Tabel 1.14: Mutaties en effect op de stelpost Nieuw Beleid

2019

2020

2021

2022

01. Meicirculaire provinciefonds 2018 (8.3)

97

-56

16

546

02. Bijstelling stelpost Loon- en prijsontwikkeling (8.4)

1.011

1.000

1.000

1.007

03. Effecten MRB a.g.v. toename voertuigbestand (8.3)

-1.982

-2.002

-2.022

-2.102

04. Actualisatie dividend- en renteopbrengsten (8.3)

81

77

72

99

subtotaal Algemene Dekkingsmiddelen

-793

-981

-934

-451

05. Actualisatie afschrijvingslasten (6.3/6.4/8.5)

-590

5

-7

-243

06. Overige kleine mutaties

97

33

-24

-5

subtotaal overige budgetten

-494

38

-31

-249

Totaal effect begrotingsmutaties       (-/- = voordeel)

-1.287

-943

-965

-699

Totaal toename stelpost Nieuw Beleid

1.287

943

965

699

x € 1.000

01. Meicirculaire 2018: Accressen en overige ontwikkelingen
De accressen zijn in de Meicirculaire 2018 bijgesteld. Op grond van de Meicirculaire 2018 treden er beperkte mutaties op in de geraamde uitkeringen voor 2019 en volgende jaren ten opzichte van de aannames in de Perspectiefnota 2019-2022. Deze hangen vooral samen met ontwikkelingen in de rijksuitgaven welke volgens de geldende normeringsmethodiek (trap-op, trap-af) van invloed zijn op de omvang van het provinciefonds. Voorts is rekening gehouden met de verwachte effecten op de verdeling van het Provinciefonds van het voertuigenoverzicht MRB per 1 juli 2018 (de MRB-opbrengst is namelijk een verdeelmaatstaf in het Provinciefonds).

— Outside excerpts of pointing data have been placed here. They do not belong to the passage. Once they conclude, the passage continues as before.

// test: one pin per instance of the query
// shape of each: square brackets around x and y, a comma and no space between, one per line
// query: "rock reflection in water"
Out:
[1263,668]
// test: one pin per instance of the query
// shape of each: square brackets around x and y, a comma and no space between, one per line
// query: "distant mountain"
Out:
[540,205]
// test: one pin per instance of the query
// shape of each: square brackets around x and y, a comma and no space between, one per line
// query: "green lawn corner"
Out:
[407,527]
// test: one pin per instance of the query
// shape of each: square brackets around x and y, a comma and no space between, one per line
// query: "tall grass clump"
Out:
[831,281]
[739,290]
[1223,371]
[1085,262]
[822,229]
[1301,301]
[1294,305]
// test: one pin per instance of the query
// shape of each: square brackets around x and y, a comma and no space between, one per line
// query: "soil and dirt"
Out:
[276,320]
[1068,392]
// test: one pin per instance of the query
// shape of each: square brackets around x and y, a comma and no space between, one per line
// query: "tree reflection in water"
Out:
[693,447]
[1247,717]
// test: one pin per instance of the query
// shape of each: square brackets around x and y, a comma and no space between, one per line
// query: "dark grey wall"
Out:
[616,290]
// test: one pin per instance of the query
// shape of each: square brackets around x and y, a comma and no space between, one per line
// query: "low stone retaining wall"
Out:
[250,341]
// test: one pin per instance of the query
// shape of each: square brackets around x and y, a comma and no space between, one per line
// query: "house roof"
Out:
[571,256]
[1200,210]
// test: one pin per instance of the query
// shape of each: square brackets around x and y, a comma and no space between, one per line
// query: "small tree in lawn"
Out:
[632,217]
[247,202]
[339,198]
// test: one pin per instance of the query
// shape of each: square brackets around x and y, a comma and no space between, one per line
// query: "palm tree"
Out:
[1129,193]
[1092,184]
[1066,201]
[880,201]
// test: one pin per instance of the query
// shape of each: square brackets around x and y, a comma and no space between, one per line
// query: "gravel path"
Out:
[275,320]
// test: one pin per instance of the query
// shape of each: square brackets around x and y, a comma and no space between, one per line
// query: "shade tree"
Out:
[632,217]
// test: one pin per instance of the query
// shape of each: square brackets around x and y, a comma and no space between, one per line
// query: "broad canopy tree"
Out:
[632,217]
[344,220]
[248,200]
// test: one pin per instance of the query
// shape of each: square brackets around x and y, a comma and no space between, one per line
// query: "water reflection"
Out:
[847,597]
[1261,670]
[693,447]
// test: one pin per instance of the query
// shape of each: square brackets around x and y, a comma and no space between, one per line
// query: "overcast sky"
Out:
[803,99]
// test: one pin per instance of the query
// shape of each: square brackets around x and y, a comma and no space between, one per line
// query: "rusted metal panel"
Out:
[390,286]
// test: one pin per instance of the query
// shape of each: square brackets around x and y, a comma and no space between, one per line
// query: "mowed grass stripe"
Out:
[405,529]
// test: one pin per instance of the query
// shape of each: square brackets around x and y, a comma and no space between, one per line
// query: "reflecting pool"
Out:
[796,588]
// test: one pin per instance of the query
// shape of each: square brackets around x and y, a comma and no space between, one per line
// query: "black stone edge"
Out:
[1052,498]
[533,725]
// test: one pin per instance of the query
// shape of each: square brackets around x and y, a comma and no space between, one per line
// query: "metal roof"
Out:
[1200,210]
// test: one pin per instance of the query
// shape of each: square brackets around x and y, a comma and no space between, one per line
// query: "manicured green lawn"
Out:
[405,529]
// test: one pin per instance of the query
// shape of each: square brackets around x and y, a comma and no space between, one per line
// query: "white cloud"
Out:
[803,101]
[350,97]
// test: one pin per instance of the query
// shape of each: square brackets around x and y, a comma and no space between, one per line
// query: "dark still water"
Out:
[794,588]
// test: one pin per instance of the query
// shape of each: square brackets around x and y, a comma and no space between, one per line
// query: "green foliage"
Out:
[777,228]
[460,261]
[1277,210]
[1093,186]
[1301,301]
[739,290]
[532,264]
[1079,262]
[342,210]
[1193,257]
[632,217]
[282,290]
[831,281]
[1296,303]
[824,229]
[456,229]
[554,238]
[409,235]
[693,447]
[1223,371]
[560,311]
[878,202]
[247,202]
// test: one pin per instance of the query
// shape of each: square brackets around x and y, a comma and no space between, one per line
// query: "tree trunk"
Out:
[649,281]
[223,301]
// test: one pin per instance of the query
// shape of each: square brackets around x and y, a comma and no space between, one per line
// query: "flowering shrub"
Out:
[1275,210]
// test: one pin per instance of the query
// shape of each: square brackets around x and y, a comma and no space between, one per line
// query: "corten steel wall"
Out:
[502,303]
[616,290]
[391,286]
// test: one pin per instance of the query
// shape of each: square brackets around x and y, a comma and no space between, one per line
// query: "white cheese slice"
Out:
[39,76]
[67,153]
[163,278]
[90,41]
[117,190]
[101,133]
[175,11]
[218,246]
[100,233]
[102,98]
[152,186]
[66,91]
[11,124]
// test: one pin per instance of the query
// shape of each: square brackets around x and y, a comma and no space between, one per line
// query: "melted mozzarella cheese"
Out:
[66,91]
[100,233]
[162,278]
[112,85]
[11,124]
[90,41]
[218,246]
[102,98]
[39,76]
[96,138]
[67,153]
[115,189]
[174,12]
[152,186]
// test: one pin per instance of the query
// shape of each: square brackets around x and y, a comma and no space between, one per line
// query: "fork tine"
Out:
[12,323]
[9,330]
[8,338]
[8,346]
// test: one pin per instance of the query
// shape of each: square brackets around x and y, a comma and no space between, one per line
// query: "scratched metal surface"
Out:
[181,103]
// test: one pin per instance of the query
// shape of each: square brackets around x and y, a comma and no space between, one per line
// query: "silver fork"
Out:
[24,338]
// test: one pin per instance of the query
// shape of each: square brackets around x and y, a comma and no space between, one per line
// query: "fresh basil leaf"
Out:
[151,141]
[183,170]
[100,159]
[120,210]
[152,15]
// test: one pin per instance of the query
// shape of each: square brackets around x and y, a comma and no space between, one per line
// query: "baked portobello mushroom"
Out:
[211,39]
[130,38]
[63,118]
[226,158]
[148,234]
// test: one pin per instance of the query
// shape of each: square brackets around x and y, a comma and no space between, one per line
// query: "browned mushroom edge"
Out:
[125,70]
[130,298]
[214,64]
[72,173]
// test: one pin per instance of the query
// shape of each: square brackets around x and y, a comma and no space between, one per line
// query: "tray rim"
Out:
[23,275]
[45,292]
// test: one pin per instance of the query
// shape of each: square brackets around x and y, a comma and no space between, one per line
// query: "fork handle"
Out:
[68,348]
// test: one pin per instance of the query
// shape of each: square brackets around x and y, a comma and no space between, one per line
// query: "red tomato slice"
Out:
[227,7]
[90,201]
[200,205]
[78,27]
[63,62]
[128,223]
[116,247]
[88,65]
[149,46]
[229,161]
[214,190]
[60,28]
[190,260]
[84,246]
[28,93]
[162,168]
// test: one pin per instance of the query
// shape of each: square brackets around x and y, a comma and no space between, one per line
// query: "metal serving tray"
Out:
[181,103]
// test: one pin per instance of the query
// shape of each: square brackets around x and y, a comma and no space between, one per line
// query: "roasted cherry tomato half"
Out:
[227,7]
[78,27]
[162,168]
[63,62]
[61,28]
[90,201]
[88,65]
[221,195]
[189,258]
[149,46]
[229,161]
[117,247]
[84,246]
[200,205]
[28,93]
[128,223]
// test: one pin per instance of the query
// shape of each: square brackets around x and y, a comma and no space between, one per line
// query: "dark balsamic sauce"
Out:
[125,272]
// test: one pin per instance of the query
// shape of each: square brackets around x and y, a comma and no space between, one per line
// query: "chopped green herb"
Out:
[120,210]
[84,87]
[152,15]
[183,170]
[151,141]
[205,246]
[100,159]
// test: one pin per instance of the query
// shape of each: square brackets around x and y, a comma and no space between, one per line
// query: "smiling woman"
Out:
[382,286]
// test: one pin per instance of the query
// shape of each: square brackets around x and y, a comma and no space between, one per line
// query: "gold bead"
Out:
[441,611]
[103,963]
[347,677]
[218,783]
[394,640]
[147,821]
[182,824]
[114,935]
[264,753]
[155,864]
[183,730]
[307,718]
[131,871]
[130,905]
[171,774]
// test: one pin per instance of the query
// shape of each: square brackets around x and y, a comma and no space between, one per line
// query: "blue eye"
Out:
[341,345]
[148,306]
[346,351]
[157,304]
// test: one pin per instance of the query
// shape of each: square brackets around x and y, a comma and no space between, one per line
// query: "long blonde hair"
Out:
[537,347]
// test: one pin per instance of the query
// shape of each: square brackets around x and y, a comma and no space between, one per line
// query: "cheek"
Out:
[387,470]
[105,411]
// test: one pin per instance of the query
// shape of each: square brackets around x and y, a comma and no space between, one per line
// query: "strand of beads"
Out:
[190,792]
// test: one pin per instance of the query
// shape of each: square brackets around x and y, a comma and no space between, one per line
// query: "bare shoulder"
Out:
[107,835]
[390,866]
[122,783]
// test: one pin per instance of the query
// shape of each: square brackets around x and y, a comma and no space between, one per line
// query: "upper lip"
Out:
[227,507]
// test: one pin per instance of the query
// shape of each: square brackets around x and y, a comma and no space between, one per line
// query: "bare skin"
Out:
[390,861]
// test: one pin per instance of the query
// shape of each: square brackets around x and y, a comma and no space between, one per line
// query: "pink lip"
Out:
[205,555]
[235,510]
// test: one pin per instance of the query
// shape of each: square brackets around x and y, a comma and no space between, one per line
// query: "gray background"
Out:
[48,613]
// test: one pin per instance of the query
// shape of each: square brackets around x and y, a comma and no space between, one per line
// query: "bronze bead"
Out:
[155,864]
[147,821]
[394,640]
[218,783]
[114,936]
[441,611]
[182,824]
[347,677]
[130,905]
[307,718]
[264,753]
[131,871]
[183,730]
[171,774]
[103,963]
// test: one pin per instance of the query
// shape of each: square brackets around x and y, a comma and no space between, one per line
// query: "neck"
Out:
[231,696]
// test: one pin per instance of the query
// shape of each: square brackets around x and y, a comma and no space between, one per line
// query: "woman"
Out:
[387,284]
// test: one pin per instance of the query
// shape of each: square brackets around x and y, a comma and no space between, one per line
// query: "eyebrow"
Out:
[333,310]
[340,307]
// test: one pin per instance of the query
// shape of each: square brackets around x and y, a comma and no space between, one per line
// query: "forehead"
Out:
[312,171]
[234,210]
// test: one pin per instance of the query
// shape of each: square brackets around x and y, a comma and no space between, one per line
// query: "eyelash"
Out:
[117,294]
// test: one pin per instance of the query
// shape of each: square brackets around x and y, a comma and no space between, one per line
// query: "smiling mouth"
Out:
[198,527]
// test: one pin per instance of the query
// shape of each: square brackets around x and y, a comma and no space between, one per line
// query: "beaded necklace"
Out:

02. Bijstelling stelpost Loon- en prijsontwikkeling
De hoogte van de loon- en prijscompensatie wordt in de provinciale begroting en meerjarenraming gebaseerd op de cijfers uit het laatst verschenen Centraal Economisch Plan (CEP) van het Centraal Planbureau (CPB), zie ook paragraaf 1.2. Op grond van de aannames in het in maart 2018 verschenen CEP en actuele inzichten, is voor loon- en prijscompensatie structureel circa € 1,0 extra nodig. Dit wordt voor een deel veroorzaakt door ontwikkelingen ten aanzien van de nieuw te sluiten cao en pensioenpremies.

03. Bijstelling raming MRB
Voor de raming van de inkomsten uit de opcenten motorrijtuigbelastingen (MRB) is evenals in de Perspectiefnota 2019-2022 het uitgangspunt gehanteerd dat de jaarlijkse indexering van het opcententarief met 1% wordt gecontinueerd in de gehele planperiode (tot en met 2022). De ramingen in de Perspectiefnota 2019-2022 waren gebaseerd op het voertuigenoverzicht per 1 januari 2018. Voor de Programmabegroting 2019 zijn deze ramingen geactualiseerd op basis van het voertuigenoverzicht per 1 juli 2018, hetgeen als gevolg van een groei van het wagenpark met ca. 10.000 voertuigen leidt tot een structurele verhoging van ca. € 2,0 mln.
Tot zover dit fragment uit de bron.